La renovación de la naturaleza y el sentido del nuevo ciclo
La lonko explicó que el We Tripantu no constituye simplemente un festejo protocolar, sino el retorno de la vida tras la noche más larga del año. Es el instante en que los elementos de la naturaleza comienzan a despertar, los ríos renuevan sus aguas y la tierra se prepara de cara a un nuevo período de fertilidad y siembra.
«Es un momento para encontrarnos, para agradecer a la Mapu (tierra) todo lo brindado y para fortalecernos como comunidad. El We Tripantu nos invita a mirar hacia adentro, a recordar a nuestros ancestros y a reafirmar con orgullo nuestra identidad preexistente», destacó Mercedes Soria durante la charla radial.

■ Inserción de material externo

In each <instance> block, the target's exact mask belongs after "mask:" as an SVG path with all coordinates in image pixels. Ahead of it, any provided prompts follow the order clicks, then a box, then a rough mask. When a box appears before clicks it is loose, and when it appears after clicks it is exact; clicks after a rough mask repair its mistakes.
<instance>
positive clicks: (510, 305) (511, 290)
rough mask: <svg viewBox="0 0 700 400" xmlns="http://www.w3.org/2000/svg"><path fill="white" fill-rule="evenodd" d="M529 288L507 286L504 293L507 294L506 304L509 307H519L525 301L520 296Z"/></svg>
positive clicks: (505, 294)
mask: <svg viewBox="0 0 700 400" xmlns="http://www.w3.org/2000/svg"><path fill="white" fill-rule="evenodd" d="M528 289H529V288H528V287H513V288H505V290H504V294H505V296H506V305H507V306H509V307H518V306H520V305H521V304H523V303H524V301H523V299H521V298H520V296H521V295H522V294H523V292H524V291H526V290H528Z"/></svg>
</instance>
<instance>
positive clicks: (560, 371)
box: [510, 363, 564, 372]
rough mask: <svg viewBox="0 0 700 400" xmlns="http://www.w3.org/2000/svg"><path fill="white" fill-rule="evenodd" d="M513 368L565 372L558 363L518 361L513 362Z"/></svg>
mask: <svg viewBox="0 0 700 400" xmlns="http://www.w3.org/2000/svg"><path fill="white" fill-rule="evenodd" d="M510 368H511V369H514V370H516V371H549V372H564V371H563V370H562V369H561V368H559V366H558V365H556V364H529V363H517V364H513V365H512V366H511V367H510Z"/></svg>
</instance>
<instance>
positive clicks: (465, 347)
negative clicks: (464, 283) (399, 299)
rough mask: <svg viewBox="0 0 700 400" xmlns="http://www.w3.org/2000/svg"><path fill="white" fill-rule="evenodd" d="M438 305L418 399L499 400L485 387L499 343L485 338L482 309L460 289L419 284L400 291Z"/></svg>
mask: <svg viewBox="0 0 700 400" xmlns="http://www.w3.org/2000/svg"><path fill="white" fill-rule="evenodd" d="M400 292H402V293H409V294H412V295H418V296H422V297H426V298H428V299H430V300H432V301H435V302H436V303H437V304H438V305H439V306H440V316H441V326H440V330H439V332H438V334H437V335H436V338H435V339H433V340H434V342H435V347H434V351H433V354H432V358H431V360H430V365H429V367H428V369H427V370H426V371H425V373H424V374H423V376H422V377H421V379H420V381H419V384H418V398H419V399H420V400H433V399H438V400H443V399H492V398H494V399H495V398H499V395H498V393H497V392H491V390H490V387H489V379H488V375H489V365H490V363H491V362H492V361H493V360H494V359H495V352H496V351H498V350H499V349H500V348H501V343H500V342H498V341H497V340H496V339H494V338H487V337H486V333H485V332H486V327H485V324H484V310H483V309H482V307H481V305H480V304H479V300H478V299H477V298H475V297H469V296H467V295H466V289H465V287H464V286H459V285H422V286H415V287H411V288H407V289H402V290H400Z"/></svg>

Ceremonias ancestrales y transmisión comunitaria
El encuentro en Realicó incluyó las tradicionales rogativas dirigidas por las autoridades comunitarias, espacios para compartir alimentos típicos, relatos y saberes ancestrales que se transmiten de manera oral. Soria remarcó la importancia fundamental de sostener estos espacios abiertos en la localidad, permitiendo que niños, jóvenes y vecinos en general se acerquen a conocer la verdadera historia y cosmovisión del pueblo que habita estas tierras pampeanas desde antes de la conformación estatal.